Filing, it’s the one thing that can bring many of us out in a cold sweat! We all hate feeling disorganised, especially when it comes to our filing system. Equally, we want to feel that we have everything under control and know where everything is, so we can easily have it to hand when needed. 

A good filing system also helps us be more productive. We can waste so much time looking for mislaid items. Having a good filing system in place is essential if you want to be more in control of your office and your productivity. So, whether you’re looking to get your paperwork organised, are aiming for a paperless environment, or just need to be more in control over your online and offline filing systems – here are some tips to help. 

Know your storage options and requirements

Start by knowing what options are available to you and what you legally need to do. There are some requirements that are out of your control and need to be factored into how you organise and store information. For example, there’s the storage of personal data to consider (as per the Data Protection Act and ICO regulations), as well as a requirement to store secure information (such as passwords, login information etc). These stipulate that you need to be using lockable filing drawers and password protecting your phone.

The tax office and HMRC also have requirements on what you must keep. Most of their documentation needs to be kept for at least 6 years (such as tax and HMRC paperwork), as does your bank and credit card statements, accounts, dividend paperwork, invoices and receipts and contracts.

Choose easy to use systems

The good news is there are options available to make this easier. Not everything needs to be kept as physical paperwork. If you receive PDF or emailed documents, they can often stay as digital copies. There are also password management systems such as Dashlane or LastPass, that can help you keep password and login information secure. Sync services such as Dropbox and Google Drive are great if you work from several locations or devices. They help you to easily access the documents you need, when and where you need them.

As for your on and offline filing systems, go with whatever works for you. For many of us, that can be filing by alphabetical, chronological, or subject matter. Coloured tabs and files may make the job easier for you, but ensure you’re using them because they help – not because they look pretty or colour coordinate with your office. You need something that does the job well, not something that just looks really pretty. Whatever system you use, ensure you’re keeping it quick and easy – don’t create millions of folders, to suit every possible filing situation.

Use templates and automation

Your filing system does need to be easy to use, so you can quickly find what you need – but it also needs to be replicable. And that’s where templates and automation come into their own.

Setting up templates allows you to only gather the information you need for a specific task. This means less unwanted extras for you to accumulate and worry about storing. You can also use automated organisation tools to automate your filing. For example, you could set up an email rule to always file emails from a certain person into a specific folder, or to save scanned documents to a specific folder. 

Email Accounts

This deserves a special mention because so many people let their email filing system get out of control! Take the time to set up a hierarchy of folders to match your on and offline filing systems. If you file client data in one filing drawer and then subdivide them my client surname – do the same with your email folders.
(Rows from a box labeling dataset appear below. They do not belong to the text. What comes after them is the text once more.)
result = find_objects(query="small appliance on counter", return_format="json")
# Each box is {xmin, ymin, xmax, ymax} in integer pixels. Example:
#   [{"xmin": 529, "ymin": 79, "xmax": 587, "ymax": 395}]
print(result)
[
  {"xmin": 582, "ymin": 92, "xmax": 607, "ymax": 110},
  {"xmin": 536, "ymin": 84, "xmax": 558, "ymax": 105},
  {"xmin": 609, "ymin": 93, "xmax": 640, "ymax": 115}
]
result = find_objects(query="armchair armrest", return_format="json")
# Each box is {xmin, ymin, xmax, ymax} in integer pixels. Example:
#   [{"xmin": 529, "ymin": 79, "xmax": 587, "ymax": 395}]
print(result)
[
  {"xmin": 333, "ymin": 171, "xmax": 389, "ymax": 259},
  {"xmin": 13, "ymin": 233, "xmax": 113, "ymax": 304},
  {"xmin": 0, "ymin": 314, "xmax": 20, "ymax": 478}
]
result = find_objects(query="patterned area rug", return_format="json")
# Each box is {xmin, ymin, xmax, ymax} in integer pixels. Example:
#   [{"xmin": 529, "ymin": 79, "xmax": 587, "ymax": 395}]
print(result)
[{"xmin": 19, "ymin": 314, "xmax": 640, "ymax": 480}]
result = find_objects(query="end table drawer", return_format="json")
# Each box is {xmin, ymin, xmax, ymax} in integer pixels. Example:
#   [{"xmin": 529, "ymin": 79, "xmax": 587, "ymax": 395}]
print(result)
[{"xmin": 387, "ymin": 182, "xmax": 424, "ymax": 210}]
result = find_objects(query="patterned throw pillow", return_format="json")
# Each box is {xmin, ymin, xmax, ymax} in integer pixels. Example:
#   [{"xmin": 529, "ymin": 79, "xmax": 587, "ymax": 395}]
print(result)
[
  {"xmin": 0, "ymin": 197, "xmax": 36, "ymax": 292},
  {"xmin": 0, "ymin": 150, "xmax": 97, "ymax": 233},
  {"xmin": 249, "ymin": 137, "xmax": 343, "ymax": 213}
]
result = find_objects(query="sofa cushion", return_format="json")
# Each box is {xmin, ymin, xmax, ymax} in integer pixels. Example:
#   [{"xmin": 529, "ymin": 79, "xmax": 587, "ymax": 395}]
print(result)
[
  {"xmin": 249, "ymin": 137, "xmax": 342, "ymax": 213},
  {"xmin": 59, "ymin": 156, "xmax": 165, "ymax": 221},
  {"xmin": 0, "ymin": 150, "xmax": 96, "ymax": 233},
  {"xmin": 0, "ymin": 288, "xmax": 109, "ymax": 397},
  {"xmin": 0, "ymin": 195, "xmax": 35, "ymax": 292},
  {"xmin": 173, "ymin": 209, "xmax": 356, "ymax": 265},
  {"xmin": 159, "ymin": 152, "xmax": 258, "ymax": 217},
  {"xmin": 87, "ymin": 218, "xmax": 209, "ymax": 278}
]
Make it a rule to always try and have a clear inbox. This not only helps you see new emails when they come in, but it also makes you feel less stressed whenever you open your email account! And always set your email to empty the junk, spam and bin folders, every time you log out, to save you using up your storage on unwanted emails.

Commit to regular filing system maintenance

No matter what your system, it’s important that you regularly follow and maintain it.  Have a set routine in place, where you do one of three things with every piece of paper you hold – you either shred, file, or action it. Actioning it can mean dealing with it immediately (if it can be completed in a couple of minutes), or putting it on a to-do list or scheduling it into your calendar (for those tasks that are bigger and need breaking down or those that are going to take time to complete). 

Make it a rule to keep your desk paper-free and your laptop desktop free of files. Run regular maintenance on your PC or laptop, so you’re regularly emptying your recycle bin and checking the storage on your hard drive. 

Filing and paperwork don’t have to bring you out in a cold sweat. By following the advice above you’ll not only get your filing system organised, but you’ll also feel more productive – and that’s thanks to a clearer working space and a clear head.